Figure 1: HPLC analysis for hexane fraction of Lactuca serriola with stigma sterol, campsterol and β- sitosterol where red chromatogram=hexane fraction (sample), blue chromatogram=stigma sterol standard and purple chromatogram=β-sitosterol standard, brown chromatogram=campesterol standard.

For quantitative analysis, the calibration curve was plotted using Area Under the Curve (AUC) versus four concentration levels of stigmasterol campsterol and β- sitosterol standards from which the concentration of the proposed stigmasterol, β-sitosterol (L1and L2) and campsterol in the hexane fraction was calculated applying straight line equation, as illustrated in Figure 2. The calculated concentration of proposed stigmasterol and β- sitosterol (L1 and L2) in the Iraqi Lactuca serriola was revealed in Table 3.

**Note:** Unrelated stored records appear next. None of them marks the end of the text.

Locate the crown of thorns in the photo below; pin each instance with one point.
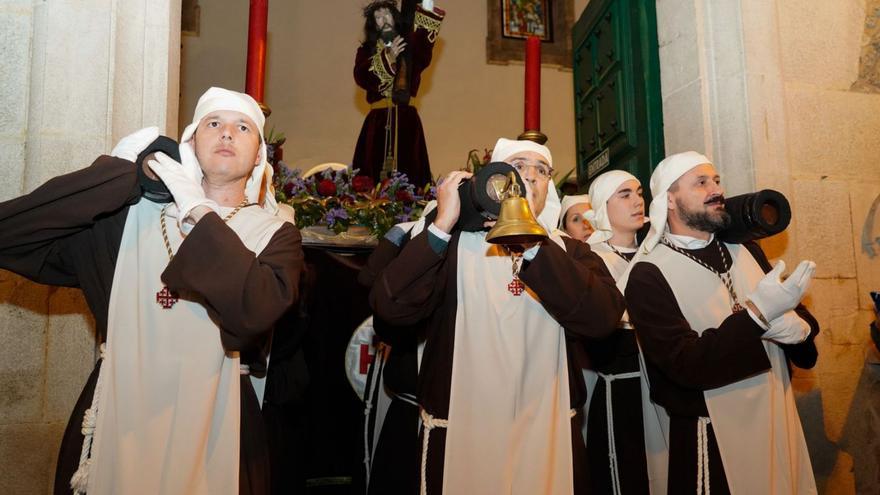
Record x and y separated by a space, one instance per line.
379 4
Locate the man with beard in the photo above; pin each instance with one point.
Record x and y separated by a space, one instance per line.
496 388
715 324
392 137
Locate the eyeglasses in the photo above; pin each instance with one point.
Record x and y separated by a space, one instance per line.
543 171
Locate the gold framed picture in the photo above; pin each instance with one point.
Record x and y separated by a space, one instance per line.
510 22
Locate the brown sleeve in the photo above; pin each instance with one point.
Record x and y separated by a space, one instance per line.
411 286
805 354
576 288
245 293
717 357
36 227
380 258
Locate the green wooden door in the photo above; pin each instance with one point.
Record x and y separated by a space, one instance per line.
618 115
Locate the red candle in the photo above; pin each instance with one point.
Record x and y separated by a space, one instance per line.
256 68
533 84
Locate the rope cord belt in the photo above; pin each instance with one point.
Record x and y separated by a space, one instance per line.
429 423
609 412
703 455
80 480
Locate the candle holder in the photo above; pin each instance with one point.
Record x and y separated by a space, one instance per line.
533 135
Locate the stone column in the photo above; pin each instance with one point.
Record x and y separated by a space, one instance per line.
78 75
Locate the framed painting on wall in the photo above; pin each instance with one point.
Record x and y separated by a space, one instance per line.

Figure 2: The calibration curve of (A) stigmasterol, (B) β-sitosterol, and (C) campsterol.

Table 3: The concentration of the proposed stigmasterol and β-sitosterol (L1 and L2) from the hexane fraction of the plant.

HPLC fractionation of chloroform fraction (F2): Analytical HPLC was conducted for (F2) to identify the existence of new proposed phytoconstituents in Iraqi Lactuca serriola aerial part. The result confirmed the presence phenolic compound including caffiec acid, chlorogenic acid, quercitrinm and rutin. Each compound was identified in the sample (F2) by its retention time and UV/Vis spectrum matching with its respected standard material (caffiec acid, chlorogenic acid, rutin, and quercitrin standard). The retention time peaks chlorogenic acid, caffiec acid, rutin, and quercitrin respectively, also appeared in the chloroform fraction of lactuca serriola arial part (Figure 3).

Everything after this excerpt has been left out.